3 Min Read
PARIS (Reuters) - Iranian opposition figure Mehdi Karoubi, under investigation over his claims that protesters were raped in jail, has accused hardliners of trying to silence him and said prospects for reconciliation were poor.
Iran's judiciary launched a legal case against the pro-reform cleric after he said some people held in protests following a disputed election in June were abused and raped, but Karoubi said in a newspaper interview he had done nothing wrong.
Asked in Monday's edition of French paper Le Monde whether national reconciliation was still imaginable, he said: "The option is good and reasonable, and wise people on both sides are not against it."
But he said a lot of groundwork needed to be done before such a rapprochement would be possible.
"At the moment, the conditions are not there: certain people don't want to yield at all, and hold on to everything...We have to work on restoring confidence between the people and authorities.
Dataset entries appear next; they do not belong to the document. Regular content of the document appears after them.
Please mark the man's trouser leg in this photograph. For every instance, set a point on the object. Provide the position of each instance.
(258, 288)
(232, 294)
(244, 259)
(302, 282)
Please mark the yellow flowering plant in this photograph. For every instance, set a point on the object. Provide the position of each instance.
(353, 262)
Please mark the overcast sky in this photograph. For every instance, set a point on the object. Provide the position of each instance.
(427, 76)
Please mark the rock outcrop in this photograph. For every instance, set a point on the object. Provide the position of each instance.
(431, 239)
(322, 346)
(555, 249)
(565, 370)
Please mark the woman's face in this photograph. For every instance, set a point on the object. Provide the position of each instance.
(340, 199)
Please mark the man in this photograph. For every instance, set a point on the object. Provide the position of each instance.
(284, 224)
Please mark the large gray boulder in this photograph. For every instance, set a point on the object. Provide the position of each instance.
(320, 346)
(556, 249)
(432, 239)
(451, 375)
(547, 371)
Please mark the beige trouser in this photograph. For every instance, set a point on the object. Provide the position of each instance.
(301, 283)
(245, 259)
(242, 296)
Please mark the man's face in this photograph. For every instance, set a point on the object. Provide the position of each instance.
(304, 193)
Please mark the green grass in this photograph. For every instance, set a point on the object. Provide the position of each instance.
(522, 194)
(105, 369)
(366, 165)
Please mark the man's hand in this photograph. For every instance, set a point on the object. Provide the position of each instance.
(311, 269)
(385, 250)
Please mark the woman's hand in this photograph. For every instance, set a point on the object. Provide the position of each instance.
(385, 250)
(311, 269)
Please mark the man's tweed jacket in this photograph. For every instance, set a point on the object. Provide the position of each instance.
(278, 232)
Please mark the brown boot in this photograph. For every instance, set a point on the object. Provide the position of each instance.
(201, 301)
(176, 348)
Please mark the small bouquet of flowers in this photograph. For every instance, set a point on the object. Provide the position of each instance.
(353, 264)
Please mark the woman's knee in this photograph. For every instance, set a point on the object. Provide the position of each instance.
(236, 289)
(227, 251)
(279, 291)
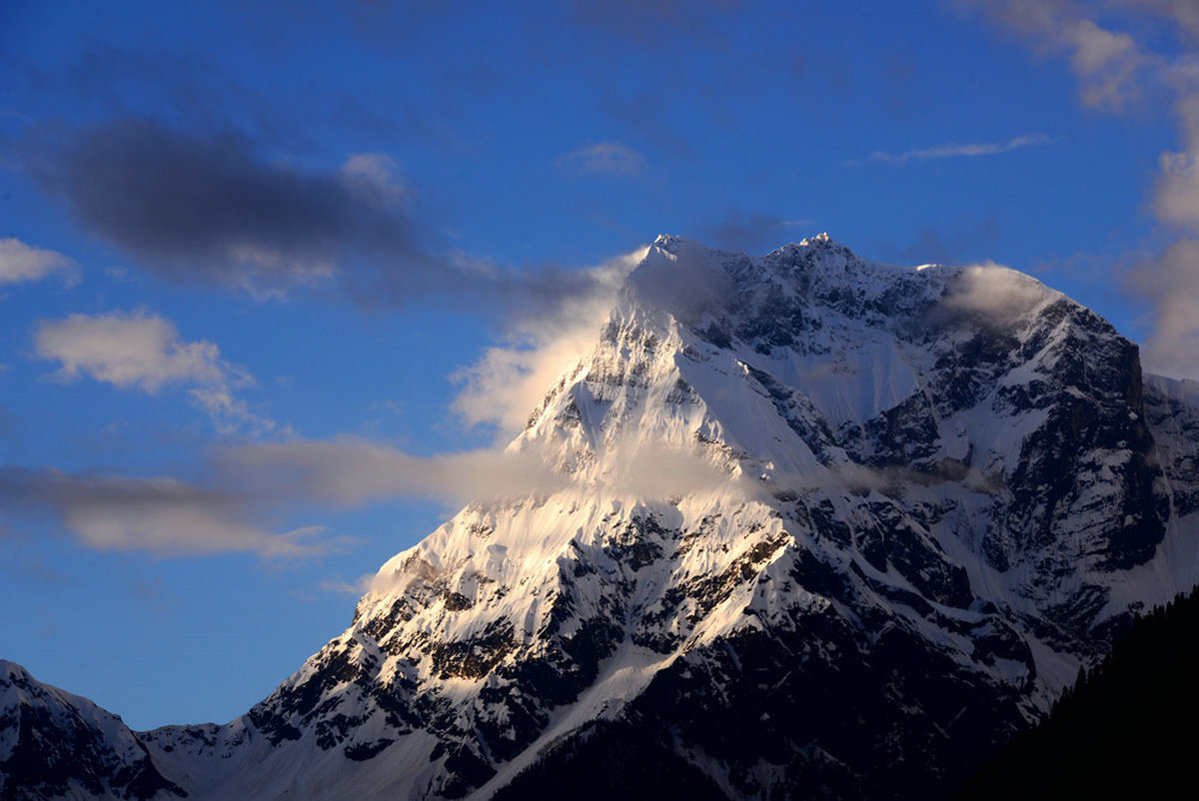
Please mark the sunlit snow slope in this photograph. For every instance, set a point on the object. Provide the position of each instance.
(825, 529)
Some fundamentalists, the more moderate ones, share this view but unfortunately they don't have a lot of power."
Monday, Iranian police in Tehran again clashed with opposition demonstrators seeking to renew their challenge to the government.
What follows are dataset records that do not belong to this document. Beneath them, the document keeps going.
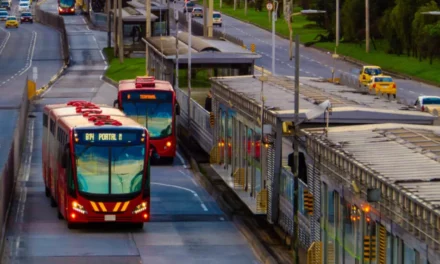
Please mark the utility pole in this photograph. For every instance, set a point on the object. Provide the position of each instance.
(120, 33)
(205, 19)
(115, 33)
(210, 14)
(189, 67)
(367, 26)
(337, 23)
(148, 33)
(296, 156)
(109, 25)
(176, 17)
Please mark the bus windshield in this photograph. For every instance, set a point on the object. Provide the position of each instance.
(152, 109)
(66, 3)
(109, 167)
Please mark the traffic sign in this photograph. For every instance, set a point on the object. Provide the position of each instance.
(269, 6)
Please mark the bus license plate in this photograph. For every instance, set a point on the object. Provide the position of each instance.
(110, 217)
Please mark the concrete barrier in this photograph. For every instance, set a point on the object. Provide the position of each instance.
(13, 127)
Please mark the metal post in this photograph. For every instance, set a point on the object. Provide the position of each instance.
(274, 18)
(337, 23)
(147, 33)
(176, 16)
(189, 68)
(296, 156)
(120, 33)
(367, 26)
(210, 14)
(115, 28)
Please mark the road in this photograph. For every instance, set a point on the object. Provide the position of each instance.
(313, 63)
(186, 224)
(22, 50)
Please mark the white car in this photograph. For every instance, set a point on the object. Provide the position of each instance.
(24, 6)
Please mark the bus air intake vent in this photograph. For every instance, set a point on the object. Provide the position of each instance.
(143, 82)
(80, 103)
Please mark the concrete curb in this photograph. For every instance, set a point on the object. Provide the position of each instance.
(348, 59)
(262, 251)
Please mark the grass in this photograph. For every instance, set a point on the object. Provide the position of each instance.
(308, 31)
(133, 67)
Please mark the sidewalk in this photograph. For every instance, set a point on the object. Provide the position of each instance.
(266, 242)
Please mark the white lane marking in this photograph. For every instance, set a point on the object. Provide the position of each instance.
(5, 41)
(181, 159)
(183, 188)
(31, 52)
(188, 176)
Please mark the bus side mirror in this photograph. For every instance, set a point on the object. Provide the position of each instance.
(65, 157)
(177, 109)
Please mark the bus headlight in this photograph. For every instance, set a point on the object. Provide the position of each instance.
(79, 208)
(140, 208)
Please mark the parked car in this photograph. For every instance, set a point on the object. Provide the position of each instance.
(217, 19)
(197, 12)
(26, 17)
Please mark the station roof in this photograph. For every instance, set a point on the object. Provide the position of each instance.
(204, 50)
(404, 156)
(130, 14)
(354, 109)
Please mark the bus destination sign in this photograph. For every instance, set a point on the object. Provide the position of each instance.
(121, 137)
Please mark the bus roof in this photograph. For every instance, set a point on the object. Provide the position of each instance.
(131, 85)
(78, 121)
(67, 111)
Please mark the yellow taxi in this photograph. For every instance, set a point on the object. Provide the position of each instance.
(382, 85)
(367, 72)
(11, 21)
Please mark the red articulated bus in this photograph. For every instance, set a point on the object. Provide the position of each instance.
(152, 103)
(96, 164)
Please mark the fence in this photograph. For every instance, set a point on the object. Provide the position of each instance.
(197, 29)
(199, 127)
(57, 22)
(10, 157)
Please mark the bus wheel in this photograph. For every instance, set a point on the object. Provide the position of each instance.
(139, 225)
(53, 203)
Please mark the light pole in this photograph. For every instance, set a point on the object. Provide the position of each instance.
(189, 67)
(176, 18)
(274, 19)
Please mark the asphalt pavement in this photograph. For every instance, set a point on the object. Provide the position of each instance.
(313, 62)
(186, 224)
(23, 51)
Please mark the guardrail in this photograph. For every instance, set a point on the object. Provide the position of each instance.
(197, 29)
(10, 160)
(57, 22)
Karoubi, who came fourth in the June poll, has said the ballot was rigged to secure President Mahmoud Ahmadinejad's re-election. Officials reject the charge.
Some of Karoubi's allies and advisers have been arrested, but he said he did not fear being investigated for his statements about the alleged prison abuse.
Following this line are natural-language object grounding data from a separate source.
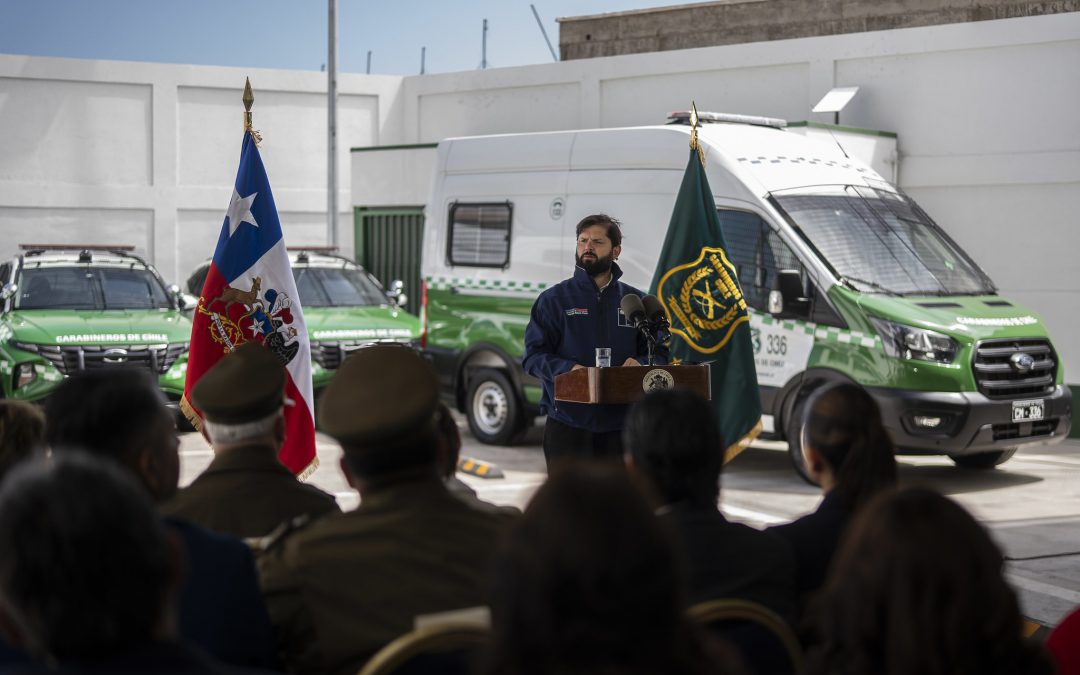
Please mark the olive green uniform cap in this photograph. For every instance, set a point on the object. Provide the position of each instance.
(380, 393)
(247, 385)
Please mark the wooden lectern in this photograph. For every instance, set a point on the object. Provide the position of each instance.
(623, 385)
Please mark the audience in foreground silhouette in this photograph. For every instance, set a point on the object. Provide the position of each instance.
(245, 491)
(672, 439)
(120, 415)
(89, 574)
(345, 585)
(917, 589)
(849, 454)
(588, 583)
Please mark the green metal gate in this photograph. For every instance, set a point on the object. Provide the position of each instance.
(388, 245)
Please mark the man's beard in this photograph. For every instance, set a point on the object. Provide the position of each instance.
(596, 266)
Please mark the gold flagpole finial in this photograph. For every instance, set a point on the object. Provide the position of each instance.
(693, 134)
(248, 100)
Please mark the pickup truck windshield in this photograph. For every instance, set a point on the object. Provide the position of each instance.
(90, 288)
(337, 287)
(879, 241)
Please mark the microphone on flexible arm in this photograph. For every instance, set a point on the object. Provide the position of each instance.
(657, 316)
(634, 311)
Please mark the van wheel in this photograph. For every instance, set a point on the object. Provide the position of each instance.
(494, 410)
(983, 460)
(793, 431)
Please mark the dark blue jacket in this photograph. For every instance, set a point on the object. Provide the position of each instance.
(568, 322)
(221, 609)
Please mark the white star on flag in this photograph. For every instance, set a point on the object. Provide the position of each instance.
(240, 211)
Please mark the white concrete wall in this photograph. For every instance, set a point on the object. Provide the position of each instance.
(986, 115)
(146, 153)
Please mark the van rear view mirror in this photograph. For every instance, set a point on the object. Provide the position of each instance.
(775, 302)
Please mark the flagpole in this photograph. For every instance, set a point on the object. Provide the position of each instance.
(248, 100)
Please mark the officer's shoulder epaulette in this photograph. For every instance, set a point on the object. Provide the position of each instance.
(279, 535)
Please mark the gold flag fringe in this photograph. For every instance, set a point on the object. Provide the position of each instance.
(737, 447)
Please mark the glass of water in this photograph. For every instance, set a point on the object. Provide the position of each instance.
(603, 356)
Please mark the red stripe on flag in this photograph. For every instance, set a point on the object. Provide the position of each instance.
(298, 451)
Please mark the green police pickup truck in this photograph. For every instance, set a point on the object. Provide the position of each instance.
(345, 307)
(77, 308)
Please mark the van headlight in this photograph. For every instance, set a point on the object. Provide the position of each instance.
(904, 341)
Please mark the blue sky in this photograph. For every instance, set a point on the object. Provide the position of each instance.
(292, 34)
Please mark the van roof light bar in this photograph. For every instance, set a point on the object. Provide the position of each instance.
(119, 247)
(683, 117)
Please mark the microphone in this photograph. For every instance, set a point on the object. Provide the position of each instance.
(633, 310)
(657, 316)
(655, 311)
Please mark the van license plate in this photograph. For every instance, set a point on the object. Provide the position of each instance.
(1024, 410)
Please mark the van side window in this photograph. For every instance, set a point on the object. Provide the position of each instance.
(757, 253)
(478, 234)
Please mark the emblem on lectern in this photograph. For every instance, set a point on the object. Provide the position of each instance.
(657, 379)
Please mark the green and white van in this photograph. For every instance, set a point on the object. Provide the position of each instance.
(67, 309)
(345, 307)
(847, 278)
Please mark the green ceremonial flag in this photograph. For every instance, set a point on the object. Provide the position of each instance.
(710, 323)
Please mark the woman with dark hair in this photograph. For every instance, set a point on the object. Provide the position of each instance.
(588, 582)
(848, 453)
(917, 590)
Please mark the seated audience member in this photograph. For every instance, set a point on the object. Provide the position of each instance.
(449, 451)
(245, 491)
(119, 414)
(1064, 644)
(89, 572)
(672, 439)
(588, 582)
(345, 585)
(917, 589)
(849, 454)
(22, 433)
(22, 436)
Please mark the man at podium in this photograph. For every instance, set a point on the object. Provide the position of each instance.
(571, 325)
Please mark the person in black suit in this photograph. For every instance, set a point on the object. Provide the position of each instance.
(673, 440)
(119, 414)
(848, 453)
(79, 609)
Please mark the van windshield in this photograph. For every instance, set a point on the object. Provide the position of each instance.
(90, 288)
(337, 287)
(878, 241)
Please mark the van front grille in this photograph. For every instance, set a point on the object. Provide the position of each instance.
(1000, 372)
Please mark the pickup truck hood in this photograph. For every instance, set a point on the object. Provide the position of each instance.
(360, 323)
(96, 327)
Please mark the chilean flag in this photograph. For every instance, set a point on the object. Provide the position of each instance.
(250, 294)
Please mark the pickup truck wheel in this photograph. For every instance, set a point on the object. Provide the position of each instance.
(494, 410)
(983, 460)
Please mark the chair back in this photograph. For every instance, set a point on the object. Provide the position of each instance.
(766, 643)
(442, 649)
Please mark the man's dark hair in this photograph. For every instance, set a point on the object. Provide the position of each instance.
(85, 568)
(675, 442)
(844, 423)
(108, 412)
(613, 227)
(917, 586)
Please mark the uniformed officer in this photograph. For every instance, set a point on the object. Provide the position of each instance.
(341, 588)
(245, 491)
"Fortunately, I know from people who have been freed that after my protest letters the situation improved," he said, adding he had not heard of more sexual abuse.
He said he had handed the judiciary evidence to open an investigation into the abuse claims.
"The problem is that the hardliners have repeatedly tried to create a climate of hate to harm me, but their efforts are purely political, there is nothing legal in there," he said.
Karoubi said the protests did not only involve students but had spread to all those who felt that "two basic principles of the regime, the Republic and Islam, have been turned on their head."
The protests now reached through many layers of society from officials and clerics to shopkeepers, he said.